Des dirigeants qui ne pensent qu’à leur immunité

Voilà donc les plus téméraires monter au créneau. Tour à tour, et pour des raisons différentes, le Burundi du président Pierre Nkurunziza, l’Afrique du Sud de Jacob Zuma et la Gambie de Yahya Jammeh ont fait le choix de quitter la CPI. Mais tôt ou tard, ces trois leaders devront rendre compte de leurs méfaits à la justice, qu’elle soit internationale ou pas.

Contrairement aux Britanniques qui ont dû s’exprimer par voie référendaire, les « sortants » africains de la CPI procèdent par annonce gouvernementale

Quoi qu’il en soit, depuis le Brexit, certains régimes africains sont clairement entrés dans le paradigme du « leave ». Mais, contrairement aux Britanniques qui ont dû s’exprimer par voie référendaire, les « sortants » africains de la CPI procèdent par annonce gouvernementale. Peu importe si le Brexit a contraint le Premier ministre David Cameron à démissionner, sous les tropiques, le retrait de la CPI doit, lui, plutôt favoriser la perpétuation du pouvoir des gouvernants qui disent plaider en faveur de la souveraineté nationale mais ne pensent qu’à leur immunité en toute impunité. On peut donc sacrifier les exigences de justice du pays sur l’autel des préoccupations personnelles narcissiques.

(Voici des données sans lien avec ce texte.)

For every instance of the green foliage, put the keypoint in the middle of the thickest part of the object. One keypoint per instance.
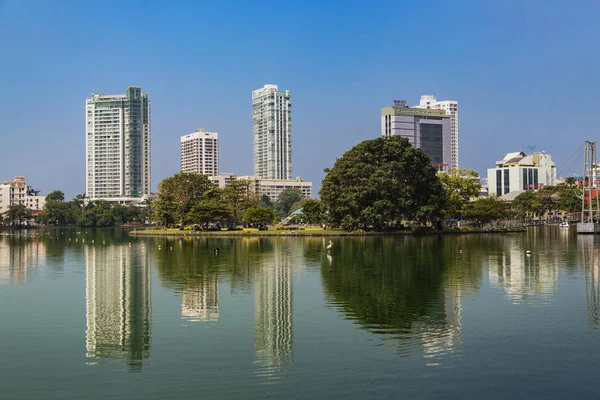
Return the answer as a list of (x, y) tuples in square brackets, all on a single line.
[(212, 208), (17, 214), (56, 195), (265, 201), (287, 198), (240, 196), (382, 181), (460, 186), (549, 199), (259, 215), (485, 209), (176, 196), (312, 212), (59, 213)]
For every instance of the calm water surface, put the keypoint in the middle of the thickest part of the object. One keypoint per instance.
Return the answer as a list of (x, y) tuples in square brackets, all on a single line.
[(98, 314)]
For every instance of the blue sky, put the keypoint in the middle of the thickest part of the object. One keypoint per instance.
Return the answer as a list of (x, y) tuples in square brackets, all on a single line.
[(524, 73)]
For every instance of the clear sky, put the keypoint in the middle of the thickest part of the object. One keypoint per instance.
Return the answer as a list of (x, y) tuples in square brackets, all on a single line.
[(524, 73)]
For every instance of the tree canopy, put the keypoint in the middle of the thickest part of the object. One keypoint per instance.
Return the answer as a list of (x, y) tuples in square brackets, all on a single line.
[(461, 186), (287, 198), (382, 181), (176, 196)]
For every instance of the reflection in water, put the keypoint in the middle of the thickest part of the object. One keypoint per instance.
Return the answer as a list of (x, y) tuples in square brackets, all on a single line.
[(408, 290), (19, 256), (273, 291), (200, 300), (590, 260), (523, 276), (118, 304)]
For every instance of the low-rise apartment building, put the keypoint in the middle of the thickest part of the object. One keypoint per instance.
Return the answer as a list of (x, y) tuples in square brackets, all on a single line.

Loin de faire les éloges de la CPI, il faudrait simplement remarquer qu’elle poursuit les crimes de guerre, les viols, les massacres des civils non armés, les saccages à grande échelle. Logiquement, ces crimes ne peuvent être commis que par des personnes dotées d’une grande puissance de feu. C’est sans doute pour cette raison que de nos jours, dans les quartiers pénitenciers de la CPI à La Haye se trouvent des gens qui ont, en quelque sorte, exercé un pouvoir étatique. Ils y ont été déférés par les pouvoirs politico-judiciaires africains, qui ont jugé leurs tribunaux inadéquats.

Mauvaises pratiques politiques

Les mêmes contempteurs de la CPI contestent son aspect trop « afrophage ». Pour certains, quitter le Statut de Rome peut même s’assimiler à une opération d’orgueil national somme toute encourageable à condition de garantir les droits des Africains si souvent démunis face aux crimes de masse et à la prédation meurtrière transfrontalière.

Or que voit-on ? Pendant que l’on dit vouloir sortir de la CPI, on modifie largement les Constitutions pour y ajouter des articles favorisant l’immunité, ou pour ôter les limites aux mandats des chefs d’État. C’est un ensemble de mauvaises pratiques politiques favorisant l’essor des démiurges despotiques qui, par définition, sont contre les Africains eux-mêmes.